Kinder machen Musik für Kinder in Not

Kinder machen Musik für Kinder in Not

350 Euro erspielten die Kinder der Musikschule Merzig-Wadern vor kurzem bei einem Benefizkonzert in der Aula des Hochwald-Gymnasiums Wadern. Die Spenden kommen dem Hilfsfonds „Kinder in Not“ zugute.

Mit einem bunten Reigen an Melodien unterstützten die Jungen und Mädchen der Musikschule Merzig-Wadern den Hilfsfonds, der zu dem Fonds "Bürger in Not" zählt, und notleidenden Kindern hilft.

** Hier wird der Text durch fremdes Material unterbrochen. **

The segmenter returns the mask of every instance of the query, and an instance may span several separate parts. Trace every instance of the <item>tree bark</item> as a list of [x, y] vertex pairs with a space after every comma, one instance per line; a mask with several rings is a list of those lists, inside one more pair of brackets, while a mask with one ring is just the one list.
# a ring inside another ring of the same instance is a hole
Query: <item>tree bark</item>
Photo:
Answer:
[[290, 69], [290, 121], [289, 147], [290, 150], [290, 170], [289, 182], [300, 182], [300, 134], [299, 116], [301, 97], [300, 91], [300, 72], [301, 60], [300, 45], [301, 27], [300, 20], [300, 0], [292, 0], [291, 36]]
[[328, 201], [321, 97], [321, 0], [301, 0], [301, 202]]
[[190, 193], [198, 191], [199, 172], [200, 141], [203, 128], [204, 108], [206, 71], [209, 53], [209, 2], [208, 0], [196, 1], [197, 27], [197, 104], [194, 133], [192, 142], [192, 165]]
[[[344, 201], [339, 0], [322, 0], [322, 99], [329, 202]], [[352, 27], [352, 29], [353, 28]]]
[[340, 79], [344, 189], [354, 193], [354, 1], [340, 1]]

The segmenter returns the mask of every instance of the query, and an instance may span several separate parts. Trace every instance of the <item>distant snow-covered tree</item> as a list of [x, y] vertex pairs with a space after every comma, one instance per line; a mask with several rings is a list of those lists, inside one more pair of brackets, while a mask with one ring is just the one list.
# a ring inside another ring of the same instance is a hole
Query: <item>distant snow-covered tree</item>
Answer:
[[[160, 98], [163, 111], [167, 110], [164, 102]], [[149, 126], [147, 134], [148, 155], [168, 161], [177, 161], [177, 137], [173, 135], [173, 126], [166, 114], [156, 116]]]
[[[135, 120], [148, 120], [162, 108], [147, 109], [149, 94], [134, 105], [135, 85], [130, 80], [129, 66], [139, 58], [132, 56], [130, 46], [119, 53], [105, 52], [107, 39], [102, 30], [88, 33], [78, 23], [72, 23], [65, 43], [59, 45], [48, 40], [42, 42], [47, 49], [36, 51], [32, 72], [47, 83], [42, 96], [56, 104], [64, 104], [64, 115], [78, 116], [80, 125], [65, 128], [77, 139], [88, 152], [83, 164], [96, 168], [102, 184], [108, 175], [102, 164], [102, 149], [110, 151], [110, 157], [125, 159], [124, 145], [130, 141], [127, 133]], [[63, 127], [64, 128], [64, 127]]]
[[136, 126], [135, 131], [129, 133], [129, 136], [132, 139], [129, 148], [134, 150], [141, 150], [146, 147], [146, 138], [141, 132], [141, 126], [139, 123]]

Verstärkung erhielten die Nachwuchsmusiker von Schülern der Grundschulen Hilbringen und Schwemlingen, die Ausschnitte aus dem Musical "Die drei Kater in Paris" zeigten.

Musikalische Zeitreise



Eröffnet wurde der Abend von Musiklehrer Konrad Thome mit einem "Trio Grave", bevor er den "Tanz der Indianer" interpretierte. Weiter ging es mit dem Gitarren-Ensemble unter der Leitung von Bernd Dahlmanns und mit den fünf Instrumentalistinnen des Querflötenensembles. Mit Leiterin Monika Heinz starteten sie mit dem Publikum zu einer musikalischen Zeitreise.

Mit von der Partie war der Kinderchor, von Carmen Klein geleitet. Das Ensemble begrüßte die Zuschauer mit dem Kanon "Hey, Hello, Bonjour, Guten Tag" und präsentierte Kinderstücke wie "Blinke blinke, kleiner Stern".

Ihren Teil zum Konzert trugen die Grundschüler aus Hilbringen und Schwemlingen mit Ausschnitten aus dem Musical "Die drei Kater in Paris" von Andreas Handke bei. Die Kater lernen in Paris die Besonderheiten der französischen Kultur kennen und werden zu einem Festival nach Venedig eingeladen. "Kunst, so lehrt das Stück, verbindet - ganz egal, woher man kommt, wie man aussieht und welche Sprache man spricht", sagte Musikschulleiter Dieter Boden.

"Es ist uns ein großes Anliegen, von Beginn an das Zusammenspiel zu fördern. Das zeichnet uns als öffentliche Musikschule aus ", betonte Boden. Das sei das erklärte Ziel des Projekts "Singen macht Schule". Boden: "In dem Projekt werden alle Kinder, unabhängig von ihrer Herkunft, gefördert. Denn leider ist eine musikalische Bildung in Deutschland oft Kindern vorbehalten, deren Eltern sie sich auch leisten können." Daher sei es so wichtig, das Projekt bereits in der ersten Klasse zu beginnen, wenn noch alle Kinder gemeinsam lernen.

Neben Hilbringen und Schwemlingen beteiligen sich nach Bodens Worten unter anderem auch Grundschulen in Besseringen, Mettlach, Perl und Besch an dem Projekt. Dabei gestalten Lehrer der Musikschule einmal wöchentlich den regulären Musikunterricht mit. Ab dem zweiten Schuljahr wird das Projekt dann als offene Arbeitsgemeinschaft angeboten. "Jedes Kind sollte die Chance bekommen, sich über seine Stimme auszudrücken, ein Gespür für Musik zu entwickeln und mit anderen zu musizieren", zeigt sich Boden überzeugt.